Tanggal 25 Juni 2024 Masyarakat adat Kimahima dan Maklew melakukan pertemuan dengan Bupati Merauke di Auditorium kantor bupati. Pernyataan Bupati saat itu adalah ''Saya perlu tegaskan kembali bahwa sampai hari ini, belum ada satupun surat dari pihak manapun termasuk investor kepada Pemerintah Kabupaten Merauke terkait investasi perkebunan tebu di wilayah Kimam maupun Irwayab, dan soal kapal yang sedang berlabuh di Perairan Wanam, Saya belum diberitahukan secara resmi sebagai kepala daerah, tegas Bupati Merauke Drs.Romaunus Mbaraka.
Namun setelah pernyataan tersebut dikeluarkan oleh bupati, masyarakat Adat Maklew dan Kimahima tidak mendapatkan Dokumen-dokumen resmi dari Pemerintah terkait perizinan dan dokumen lainya, disisi yang lain masyarakat Adat terus dihadapkan dengan situasi yang sama yaitu Kapal dan Helicopter yang terus berkatifitas di wilayah tersebut, sehingga berdasarkan fakta-fakta tersebut, masyarakat Adat melanjutkan Advokasi mereka ke Majelis Rakyat Papua Selatan Pada tanggal 24 Juli 2024. Dalam Rapat Dengar Pendapat (RDP) dengan Masyarakat adat Pulau kimaam dan Maklew di hotel Sunny Day lnn Merauke Papua Selatan dengan tuntutan yang sama yaitu Menolak segalah bentuk Investasi diwilayah Adat Mereka, yang kedua mendesak dihentikanya aktivitas kapal dan helikopter diatas tanah adat mereka dan juga pemerintah harus membuka semua izin-izin dan wilayah mana saja yang pemerintah sudah berikan izin.

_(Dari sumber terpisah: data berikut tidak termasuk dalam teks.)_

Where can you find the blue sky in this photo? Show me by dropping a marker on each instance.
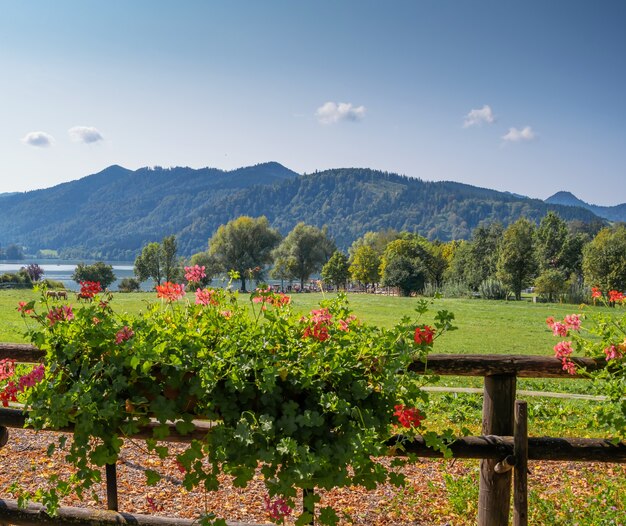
(527, 97)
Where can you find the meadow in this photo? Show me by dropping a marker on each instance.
(560, 493)
(484, 327)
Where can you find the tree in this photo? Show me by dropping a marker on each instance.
(129, 285)
(483, 257)
(337, 270)
(244, 245)
(172, 269)
(210, 264)
(158, 261)
(404, 265)
(365, 266)
(99, 271)
(304, 251)
(604, 259)
(551, 283)
(516, 262)
(34, 272)
(378, 241)
(550, 239)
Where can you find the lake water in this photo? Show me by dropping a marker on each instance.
(62, 270)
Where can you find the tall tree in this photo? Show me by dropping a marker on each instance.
(604, 259)
(365, 265)
(99, 271)
(337, 270)
(304, 251)
(172, 270)
(148, 263)
(483, 258)
(551, 236)
(405, 265)
(517, 263)
(244, 245)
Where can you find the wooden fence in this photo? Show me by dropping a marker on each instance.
(504, 448)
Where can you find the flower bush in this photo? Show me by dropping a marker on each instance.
(310, 400)
(603, 336)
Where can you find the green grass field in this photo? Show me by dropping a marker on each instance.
(484, 327)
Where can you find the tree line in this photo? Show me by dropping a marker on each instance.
(555, 257)
(560, 259)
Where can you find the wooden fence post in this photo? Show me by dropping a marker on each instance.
(111, 476)
(494, 498)
(520, 448)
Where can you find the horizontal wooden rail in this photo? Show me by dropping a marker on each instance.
(492, 447)
(35, 514)
(523, 366)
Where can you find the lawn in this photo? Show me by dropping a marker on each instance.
(593, 493)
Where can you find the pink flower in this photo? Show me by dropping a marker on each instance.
(408, 416)
(195, 273)
(32, 378)
(615, 296)
(563, 349)
(424, 335)
(205, 297)
(613, 353)
(343, 325)
(596, 292)
(88, 289)
(572, 322)
(9, 394)
(123, 335)
(320, 321)
(277, 509)
(559, 329)
(63, 313)
(22, 307)
(7, 368)
(170, 291)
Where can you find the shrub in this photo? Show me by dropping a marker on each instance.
(311, 399)
(493, 289)
(129, 285)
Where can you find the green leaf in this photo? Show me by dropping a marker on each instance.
(328, 516)
(152, 477)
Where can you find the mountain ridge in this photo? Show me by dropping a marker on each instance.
(113, 213)
(612, 213)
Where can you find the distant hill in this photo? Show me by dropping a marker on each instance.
(113, 213)
(612, 213)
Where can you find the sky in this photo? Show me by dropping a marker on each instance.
(526, 97)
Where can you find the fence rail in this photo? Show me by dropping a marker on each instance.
(503, 448)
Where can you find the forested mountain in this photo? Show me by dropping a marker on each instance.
(612, 213)
(113, 213)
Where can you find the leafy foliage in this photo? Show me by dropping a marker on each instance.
(310, 398)
(304, 251)
(98, 272)
(336, 271)
(244, 245)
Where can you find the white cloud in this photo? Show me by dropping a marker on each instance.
(85, 134)
(332, 112)
(479, 116)
(515, 135)
(38, 139)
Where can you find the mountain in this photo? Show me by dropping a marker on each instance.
(114, 213)
(612, 213)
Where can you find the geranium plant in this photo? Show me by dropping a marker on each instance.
(309, 400)
(600, 335)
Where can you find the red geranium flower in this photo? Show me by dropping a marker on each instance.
(424, 335)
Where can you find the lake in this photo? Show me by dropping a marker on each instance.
(62, 270)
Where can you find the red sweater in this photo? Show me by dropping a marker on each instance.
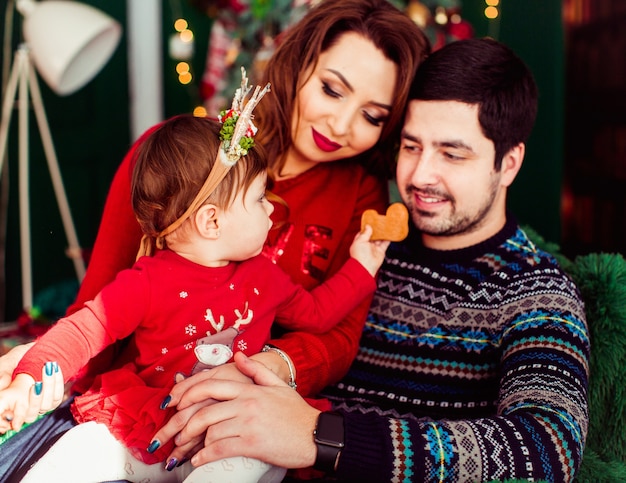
(185, 317)
(325, 206)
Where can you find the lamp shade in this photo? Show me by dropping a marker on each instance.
(69, 41)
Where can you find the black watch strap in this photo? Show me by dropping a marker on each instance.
(329, 439)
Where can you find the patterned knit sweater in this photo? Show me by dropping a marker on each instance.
(473, 366)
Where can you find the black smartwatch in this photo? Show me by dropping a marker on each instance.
(329, 439)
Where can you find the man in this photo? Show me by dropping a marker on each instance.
(473, 363)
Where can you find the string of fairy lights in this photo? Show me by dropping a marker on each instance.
(181, 41)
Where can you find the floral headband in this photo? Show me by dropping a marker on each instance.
(237, 137)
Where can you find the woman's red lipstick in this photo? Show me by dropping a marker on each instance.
(324, 143)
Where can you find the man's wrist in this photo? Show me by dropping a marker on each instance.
(330, 440)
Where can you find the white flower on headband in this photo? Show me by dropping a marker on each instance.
(238, 131)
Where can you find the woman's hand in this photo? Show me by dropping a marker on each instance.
(268, 421)
(43, 396)
(370, 254)
(180, 419)
(9, 361)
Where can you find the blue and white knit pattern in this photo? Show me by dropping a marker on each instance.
(477, 361)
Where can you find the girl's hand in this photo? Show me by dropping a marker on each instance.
(370, 254)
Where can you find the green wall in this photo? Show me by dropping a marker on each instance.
(534, 29)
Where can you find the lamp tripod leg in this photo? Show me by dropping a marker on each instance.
(75, 253)
(23, 75)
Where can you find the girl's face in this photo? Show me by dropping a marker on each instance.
(247, 221)
(341, 108)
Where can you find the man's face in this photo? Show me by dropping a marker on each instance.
(446, 174)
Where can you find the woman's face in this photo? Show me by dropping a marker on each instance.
(341, 108)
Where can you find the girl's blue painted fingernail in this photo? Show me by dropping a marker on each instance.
(171, 464)
(166, 402)
(154, 445)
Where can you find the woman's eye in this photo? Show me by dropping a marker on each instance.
(375, 121)
(328, 91)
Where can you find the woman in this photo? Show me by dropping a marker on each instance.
(340, 80)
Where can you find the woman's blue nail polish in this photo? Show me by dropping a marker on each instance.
(154, 445)
(166, 401)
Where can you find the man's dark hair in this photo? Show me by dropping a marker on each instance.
(487, 73)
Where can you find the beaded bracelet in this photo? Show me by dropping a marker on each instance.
(292, 372)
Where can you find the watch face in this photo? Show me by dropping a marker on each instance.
(329, 430)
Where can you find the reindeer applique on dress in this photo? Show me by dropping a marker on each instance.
(217, 348)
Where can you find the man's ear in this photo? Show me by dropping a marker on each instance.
(511, 164)
(206, 220)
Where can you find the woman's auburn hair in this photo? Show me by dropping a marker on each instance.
(389, 29)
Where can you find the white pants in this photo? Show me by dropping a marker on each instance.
(88, 453)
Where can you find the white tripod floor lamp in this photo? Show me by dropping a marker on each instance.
(70, 72)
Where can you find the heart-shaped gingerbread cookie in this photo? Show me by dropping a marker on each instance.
(393, 226)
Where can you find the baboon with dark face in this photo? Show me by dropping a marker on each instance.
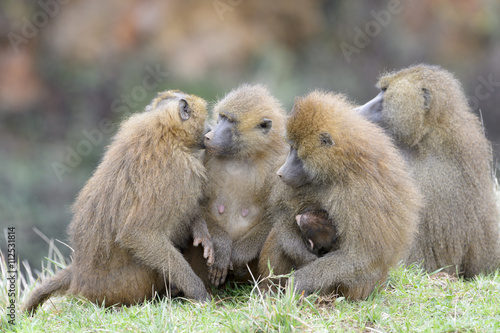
(138, 210)
(426, 112)
(347, 166)
(318, 231)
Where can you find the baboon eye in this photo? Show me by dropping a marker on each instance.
(184, 109)
(265, 125)
(326, 139)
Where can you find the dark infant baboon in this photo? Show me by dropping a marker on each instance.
(426, 112)
(139, 208)
(244, 151)
(318, 231)
(349, 167)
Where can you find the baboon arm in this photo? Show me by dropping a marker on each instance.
(222, 252)
(248, 247)
(154, 250)
(333, 269)
(202, 236)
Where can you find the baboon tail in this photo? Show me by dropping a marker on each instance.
(58, 283)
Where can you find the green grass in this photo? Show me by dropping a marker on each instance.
(410, 301)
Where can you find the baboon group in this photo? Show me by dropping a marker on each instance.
(333, 193)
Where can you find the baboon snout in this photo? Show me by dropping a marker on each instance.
(209, 136)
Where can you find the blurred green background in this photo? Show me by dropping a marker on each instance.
(71, 70)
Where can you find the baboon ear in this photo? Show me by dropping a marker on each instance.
(427, 99)
(265, 125)
(326, 139)
(184, 109)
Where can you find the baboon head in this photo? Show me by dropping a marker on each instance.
(250, 123)
(183, 114)
(413, 101)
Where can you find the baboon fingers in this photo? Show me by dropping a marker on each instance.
(217, 276)
(208, 253)
(208, 249)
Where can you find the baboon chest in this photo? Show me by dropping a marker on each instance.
(237, 196)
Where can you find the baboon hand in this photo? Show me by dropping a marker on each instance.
(208, 249)
(217, 275)
(299, 285)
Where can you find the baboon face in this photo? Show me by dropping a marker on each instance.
(227, 139)
(248, 123)
(184, 113)
(319, 140)
(411, 101)
(317, 229)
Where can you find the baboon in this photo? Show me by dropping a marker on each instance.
(426, 112)
(347, 166)
(138, 209)
(318, 231)
(243, 153)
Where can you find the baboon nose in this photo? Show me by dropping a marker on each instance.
(209, 136)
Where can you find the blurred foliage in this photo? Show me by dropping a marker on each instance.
(69, 65)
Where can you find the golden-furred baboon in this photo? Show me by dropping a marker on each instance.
(318, 231)
(138, 209)
(426, 112)
(341, 163)
(243, 152)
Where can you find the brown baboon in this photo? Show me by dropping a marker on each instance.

Dalam RDP dengan MRP Provinsi Papua Selatan ( MRPS ) di Hotel Sunny Day lnn, Kordinator Masyarakat Adat Kimahima dan Maklew Idelfonsius Chambu atau kerap disapa Idel ini menduga Adanya sebuah skenario atau informasi yang sengaja ditutup-tutupi oleh pemerintah sehingga tidak adanya transparasi kepada masyarakat adat pulau Kimaam dan Maklew yang mempunyai hak Ulayat. " Ada sebuah kapal yang masih berlabuh diantara wilayah adat kimahima dan wilayah adat Maklew yang diatas kapal tersebut ada helicopter yang digunakan untuk mengambil sampel-sampel tanah dan hal ini tidak pernah dijelaskan kepada masyarakat, sehingga masyarakat menjadi gelisa dan bertanya tanya ada apa dengan sebuah kapal ini ? maka lewat tiga kali RDP, dua kali RDP dengan DPRD Kab.Merauke dan satu Kali RDP dengan bapak Bupati kab.Merauke Masyarakat belum mendapatkan kejelasan mengenai persoalan tersebut, oleh sebab itu hari ini yang ke empat kali kami lakukan RDP yaitu MRP Provinsi Papua Selatan" tuturnya. Idel juga menambahkan kedepan pihaknya mendesak Bupati dan juga Gubernur harus hadir dengan data-data yang akurat untuk menjelaskan kepada kami supaya masyarakat tidak menduga-duga tentang program strategis nasional ini.